Assuming the above criteria have been satisfied, it’s always prudent for attorneys to lay out the next steps specifically and diligently with a CEMA analysis to their clients. This analysis should outline the net value by comparing the mortgage tax savings on a CEMA against a normal purchase.
It also must factor additional fees that wouldn’t be involved on a normal purchase, as there also may be instances where the mortgage tax savings would be outweighed by the additional fees—looking at you, Nassau and Suffolk counties. These fees include extra document recordings, bank processing fees, and additional attorneys’ fees.
Timing is another vital factor. CEMAs can take substantial time to complete, and parties will need to consider relevant factors such as expiring leases or interest rate lock expirations.
Attorneys will always want to brace their clients for the possibility of paying the full mortgage tax if there are any issues that may render a CEMA impossible. If there are breaks in the seller’s chain of collateral documentation that can’t be fixed, and the missing documents or signatures can’t be tracked down, the CEMA puzzle can’t be completed.

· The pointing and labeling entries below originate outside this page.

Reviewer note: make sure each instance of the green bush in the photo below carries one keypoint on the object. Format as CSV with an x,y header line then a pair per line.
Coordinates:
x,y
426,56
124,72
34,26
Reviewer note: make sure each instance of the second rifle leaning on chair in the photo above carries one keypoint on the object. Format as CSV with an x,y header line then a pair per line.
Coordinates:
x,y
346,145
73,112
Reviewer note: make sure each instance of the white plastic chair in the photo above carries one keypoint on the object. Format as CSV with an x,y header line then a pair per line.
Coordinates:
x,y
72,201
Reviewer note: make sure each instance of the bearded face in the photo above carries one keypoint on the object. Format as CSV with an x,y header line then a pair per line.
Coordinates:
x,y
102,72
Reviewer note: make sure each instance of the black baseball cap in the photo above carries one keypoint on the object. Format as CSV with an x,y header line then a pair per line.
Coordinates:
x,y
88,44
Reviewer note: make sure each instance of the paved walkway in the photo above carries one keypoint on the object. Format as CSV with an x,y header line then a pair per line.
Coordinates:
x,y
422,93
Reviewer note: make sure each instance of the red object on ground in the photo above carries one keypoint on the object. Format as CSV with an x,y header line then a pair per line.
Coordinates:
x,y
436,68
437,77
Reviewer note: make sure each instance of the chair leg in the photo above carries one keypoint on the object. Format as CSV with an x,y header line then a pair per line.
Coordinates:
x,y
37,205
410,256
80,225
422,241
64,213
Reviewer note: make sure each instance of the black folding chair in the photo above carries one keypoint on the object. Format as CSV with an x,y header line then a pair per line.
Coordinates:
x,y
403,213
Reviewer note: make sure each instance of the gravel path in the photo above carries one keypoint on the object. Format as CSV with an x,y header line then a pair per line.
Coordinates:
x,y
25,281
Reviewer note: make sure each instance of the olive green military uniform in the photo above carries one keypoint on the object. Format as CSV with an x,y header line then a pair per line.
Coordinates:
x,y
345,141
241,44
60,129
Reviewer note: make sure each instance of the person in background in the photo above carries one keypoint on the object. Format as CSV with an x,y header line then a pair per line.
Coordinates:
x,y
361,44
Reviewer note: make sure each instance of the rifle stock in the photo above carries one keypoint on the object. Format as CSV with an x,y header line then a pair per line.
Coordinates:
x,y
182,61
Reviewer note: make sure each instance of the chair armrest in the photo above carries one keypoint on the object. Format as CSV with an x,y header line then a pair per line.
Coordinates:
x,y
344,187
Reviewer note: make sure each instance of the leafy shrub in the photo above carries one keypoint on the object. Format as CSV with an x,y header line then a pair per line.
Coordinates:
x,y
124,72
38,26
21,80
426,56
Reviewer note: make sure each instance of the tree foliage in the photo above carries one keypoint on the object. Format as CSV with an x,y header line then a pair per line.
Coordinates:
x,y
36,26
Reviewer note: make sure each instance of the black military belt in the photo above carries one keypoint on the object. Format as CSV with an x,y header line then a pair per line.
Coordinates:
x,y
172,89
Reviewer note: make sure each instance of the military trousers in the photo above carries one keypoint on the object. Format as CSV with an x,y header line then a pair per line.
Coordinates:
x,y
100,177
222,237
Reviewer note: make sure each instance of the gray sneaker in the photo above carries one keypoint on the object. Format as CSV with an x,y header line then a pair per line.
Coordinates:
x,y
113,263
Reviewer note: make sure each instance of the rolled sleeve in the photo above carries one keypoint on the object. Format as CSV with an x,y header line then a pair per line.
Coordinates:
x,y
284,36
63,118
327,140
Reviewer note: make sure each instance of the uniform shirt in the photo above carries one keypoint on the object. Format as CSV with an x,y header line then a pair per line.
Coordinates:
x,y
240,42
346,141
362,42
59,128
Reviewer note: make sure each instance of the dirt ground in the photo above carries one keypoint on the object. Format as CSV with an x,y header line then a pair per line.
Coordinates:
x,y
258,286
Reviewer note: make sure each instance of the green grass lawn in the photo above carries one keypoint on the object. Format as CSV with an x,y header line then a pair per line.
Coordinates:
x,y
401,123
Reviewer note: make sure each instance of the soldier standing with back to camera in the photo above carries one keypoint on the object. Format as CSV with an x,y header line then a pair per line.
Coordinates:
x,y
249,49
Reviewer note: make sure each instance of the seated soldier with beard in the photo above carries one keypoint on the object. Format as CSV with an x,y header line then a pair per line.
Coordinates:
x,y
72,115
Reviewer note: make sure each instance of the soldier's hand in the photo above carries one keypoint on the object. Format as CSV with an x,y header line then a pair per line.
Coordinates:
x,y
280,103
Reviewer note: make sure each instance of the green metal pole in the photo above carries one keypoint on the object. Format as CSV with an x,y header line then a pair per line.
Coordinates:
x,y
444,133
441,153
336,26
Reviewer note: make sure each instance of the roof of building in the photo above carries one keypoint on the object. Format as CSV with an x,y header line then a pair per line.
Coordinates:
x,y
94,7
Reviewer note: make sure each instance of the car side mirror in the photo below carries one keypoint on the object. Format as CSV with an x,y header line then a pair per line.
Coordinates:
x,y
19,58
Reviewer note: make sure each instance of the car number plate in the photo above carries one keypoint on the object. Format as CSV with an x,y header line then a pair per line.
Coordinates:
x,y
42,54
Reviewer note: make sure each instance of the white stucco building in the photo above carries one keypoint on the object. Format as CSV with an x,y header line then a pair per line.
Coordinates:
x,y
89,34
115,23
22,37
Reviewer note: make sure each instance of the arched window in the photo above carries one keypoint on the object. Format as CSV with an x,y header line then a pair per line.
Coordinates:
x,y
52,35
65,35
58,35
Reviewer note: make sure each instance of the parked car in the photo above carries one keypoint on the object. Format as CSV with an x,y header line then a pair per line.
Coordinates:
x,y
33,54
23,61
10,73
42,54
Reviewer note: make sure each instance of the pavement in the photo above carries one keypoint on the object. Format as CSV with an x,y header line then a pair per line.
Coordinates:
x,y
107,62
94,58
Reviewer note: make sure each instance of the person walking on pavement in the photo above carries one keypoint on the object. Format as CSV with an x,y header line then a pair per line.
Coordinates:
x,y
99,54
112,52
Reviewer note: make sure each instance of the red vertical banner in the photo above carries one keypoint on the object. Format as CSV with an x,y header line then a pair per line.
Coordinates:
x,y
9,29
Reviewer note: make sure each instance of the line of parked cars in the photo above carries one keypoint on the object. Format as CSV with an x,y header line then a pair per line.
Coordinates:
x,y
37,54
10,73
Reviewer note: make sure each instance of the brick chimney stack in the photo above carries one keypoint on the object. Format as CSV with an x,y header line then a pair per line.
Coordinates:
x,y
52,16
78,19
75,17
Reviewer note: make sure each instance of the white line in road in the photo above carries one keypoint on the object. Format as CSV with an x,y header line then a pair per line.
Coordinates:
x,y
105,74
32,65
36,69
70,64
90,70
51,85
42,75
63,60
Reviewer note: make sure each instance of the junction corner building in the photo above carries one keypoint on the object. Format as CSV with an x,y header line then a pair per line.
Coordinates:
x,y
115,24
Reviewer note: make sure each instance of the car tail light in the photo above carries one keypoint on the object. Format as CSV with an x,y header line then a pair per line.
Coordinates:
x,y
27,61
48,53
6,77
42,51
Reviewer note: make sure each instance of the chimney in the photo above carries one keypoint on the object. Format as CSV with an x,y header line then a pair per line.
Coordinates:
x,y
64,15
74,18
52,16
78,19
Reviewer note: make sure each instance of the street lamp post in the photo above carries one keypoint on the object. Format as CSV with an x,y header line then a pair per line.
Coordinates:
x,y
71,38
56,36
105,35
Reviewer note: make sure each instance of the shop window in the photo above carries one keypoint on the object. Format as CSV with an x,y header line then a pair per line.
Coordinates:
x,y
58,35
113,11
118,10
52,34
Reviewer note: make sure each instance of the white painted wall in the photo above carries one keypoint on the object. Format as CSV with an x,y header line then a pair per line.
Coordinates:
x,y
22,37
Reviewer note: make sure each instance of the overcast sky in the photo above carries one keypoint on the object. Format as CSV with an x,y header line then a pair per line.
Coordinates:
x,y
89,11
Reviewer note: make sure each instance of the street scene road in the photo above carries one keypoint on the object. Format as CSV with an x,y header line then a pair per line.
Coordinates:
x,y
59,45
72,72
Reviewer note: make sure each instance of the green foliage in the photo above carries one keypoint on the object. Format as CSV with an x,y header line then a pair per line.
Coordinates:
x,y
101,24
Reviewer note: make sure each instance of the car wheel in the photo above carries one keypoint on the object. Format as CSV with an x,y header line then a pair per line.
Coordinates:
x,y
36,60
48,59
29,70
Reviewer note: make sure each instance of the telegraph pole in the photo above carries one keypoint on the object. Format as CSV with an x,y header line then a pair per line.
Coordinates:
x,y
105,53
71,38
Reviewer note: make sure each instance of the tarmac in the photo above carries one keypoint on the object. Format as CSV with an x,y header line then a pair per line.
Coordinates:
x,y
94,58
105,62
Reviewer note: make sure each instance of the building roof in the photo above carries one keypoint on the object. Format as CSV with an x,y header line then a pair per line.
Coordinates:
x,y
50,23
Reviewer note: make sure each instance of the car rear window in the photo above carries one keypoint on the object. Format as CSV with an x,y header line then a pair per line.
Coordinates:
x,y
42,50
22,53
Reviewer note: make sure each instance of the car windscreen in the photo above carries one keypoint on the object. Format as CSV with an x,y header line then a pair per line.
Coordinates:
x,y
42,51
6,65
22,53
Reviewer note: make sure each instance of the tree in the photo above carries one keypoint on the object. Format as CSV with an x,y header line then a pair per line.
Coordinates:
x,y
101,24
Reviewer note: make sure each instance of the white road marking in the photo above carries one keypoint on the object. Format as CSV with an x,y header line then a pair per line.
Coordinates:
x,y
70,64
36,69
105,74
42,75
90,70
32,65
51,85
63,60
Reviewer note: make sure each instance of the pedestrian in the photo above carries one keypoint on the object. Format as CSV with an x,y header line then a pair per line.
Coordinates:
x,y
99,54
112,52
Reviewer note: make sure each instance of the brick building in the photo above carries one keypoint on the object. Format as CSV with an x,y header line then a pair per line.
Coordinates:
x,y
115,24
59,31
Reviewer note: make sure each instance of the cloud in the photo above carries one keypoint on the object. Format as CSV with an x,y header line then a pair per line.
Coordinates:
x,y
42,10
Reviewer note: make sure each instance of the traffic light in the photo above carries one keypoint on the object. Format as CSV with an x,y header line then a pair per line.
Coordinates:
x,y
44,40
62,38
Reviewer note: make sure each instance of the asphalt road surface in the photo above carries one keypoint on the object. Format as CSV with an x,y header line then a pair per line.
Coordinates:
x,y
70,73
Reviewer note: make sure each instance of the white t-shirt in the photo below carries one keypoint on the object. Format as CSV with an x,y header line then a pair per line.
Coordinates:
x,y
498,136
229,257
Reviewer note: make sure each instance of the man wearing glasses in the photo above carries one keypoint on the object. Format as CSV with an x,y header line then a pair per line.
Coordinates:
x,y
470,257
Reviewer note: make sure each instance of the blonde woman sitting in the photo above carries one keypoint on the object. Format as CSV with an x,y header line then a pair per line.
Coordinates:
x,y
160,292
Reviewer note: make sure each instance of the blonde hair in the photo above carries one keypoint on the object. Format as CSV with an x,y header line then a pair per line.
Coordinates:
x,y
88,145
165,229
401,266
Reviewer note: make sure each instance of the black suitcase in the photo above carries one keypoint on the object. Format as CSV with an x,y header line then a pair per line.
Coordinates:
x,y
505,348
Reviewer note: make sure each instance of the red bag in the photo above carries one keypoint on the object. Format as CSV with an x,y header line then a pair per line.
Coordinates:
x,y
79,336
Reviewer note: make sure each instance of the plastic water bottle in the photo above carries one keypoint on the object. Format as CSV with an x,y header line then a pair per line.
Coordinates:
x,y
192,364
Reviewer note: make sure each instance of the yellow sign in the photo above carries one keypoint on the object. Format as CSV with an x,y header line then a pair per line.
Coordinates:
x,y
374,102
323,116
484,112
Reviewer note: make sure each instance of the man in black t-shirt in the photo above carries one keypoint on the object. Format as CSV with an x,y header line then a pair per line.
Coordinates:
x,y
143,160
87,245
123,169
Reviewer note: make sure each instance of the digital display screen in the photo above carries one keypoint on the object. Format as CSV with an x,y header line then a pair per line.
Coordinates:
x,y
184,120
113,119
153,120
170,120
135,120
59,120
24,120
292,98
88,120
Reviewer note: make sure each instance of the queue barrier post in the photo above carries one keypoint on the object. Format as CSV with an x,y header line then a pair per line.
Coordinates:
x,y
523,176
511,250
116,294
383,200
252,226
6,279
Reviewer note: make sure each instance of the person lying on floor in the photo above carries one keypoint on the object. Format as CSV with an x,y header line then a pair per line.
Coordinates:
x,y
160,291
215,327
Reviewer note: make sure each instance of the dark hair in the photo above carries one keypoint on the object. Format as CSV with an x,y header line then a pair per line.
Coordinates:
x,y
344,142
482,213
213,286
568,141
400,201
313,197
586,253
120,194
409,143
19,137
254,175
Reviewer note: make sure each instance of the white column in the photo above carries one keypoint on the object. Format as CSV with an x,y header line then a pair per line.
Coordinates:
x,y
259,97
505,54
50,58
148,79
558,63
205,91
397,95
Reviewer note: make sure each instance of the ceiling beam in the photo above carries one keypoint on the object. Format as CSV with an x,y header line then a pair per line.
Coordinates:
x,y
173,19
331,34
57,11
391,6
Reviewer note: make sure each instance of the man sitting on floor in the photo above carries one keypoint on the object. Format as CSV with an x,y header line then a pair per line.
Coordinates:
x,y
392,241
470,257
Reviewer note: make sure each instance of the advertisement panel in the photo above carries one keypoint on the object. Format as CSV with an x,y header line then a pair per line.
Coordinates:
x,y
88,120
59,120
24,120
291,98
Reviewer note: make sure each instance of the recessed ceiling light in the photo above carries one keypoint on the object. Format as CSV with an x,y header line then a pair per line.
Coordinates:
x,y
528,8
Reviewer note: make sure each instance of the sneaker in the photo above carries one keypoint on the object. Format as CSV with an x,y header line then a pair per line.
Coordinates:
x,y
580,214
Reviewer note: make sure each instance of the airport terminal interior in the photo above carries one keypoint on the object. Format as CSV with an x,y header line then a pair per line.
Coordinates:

While mortgage tax is a buyer’s expense, attorneys will also want to explain the incentives to cooperate on the seller side of the transaction. On a purchase CEMA, a seller may also claim a continuing lien deduction on their transfer taxes (a closing cost typically allocated to sellers).
Taking it a step further, a sharp seller’s attorney will also negotiate a closing credit for a portion of the buyer’s savings as the cost of doing business. In doing so, it’s highly recommended to have the contract of sale between buyer and seller specifically itemize each cost that will be included in the savings calculations, to help avoid any disagreements at closing.
Despite the potential risks, a CEMA is a great option to save money in New York—as long as all the puzzle pieces fit together.
This article does not necessarily reflect the opinion of Bloomberg Industry Group, Inc., the publisher of Bloomberg Law and Bloomberg Tax, or its owners.
Author Information
Scott Krinsky is a partner and manager of the Romer Debbas residential banking and financing department, serving as counsel to more than 30 lending institutions and private banks.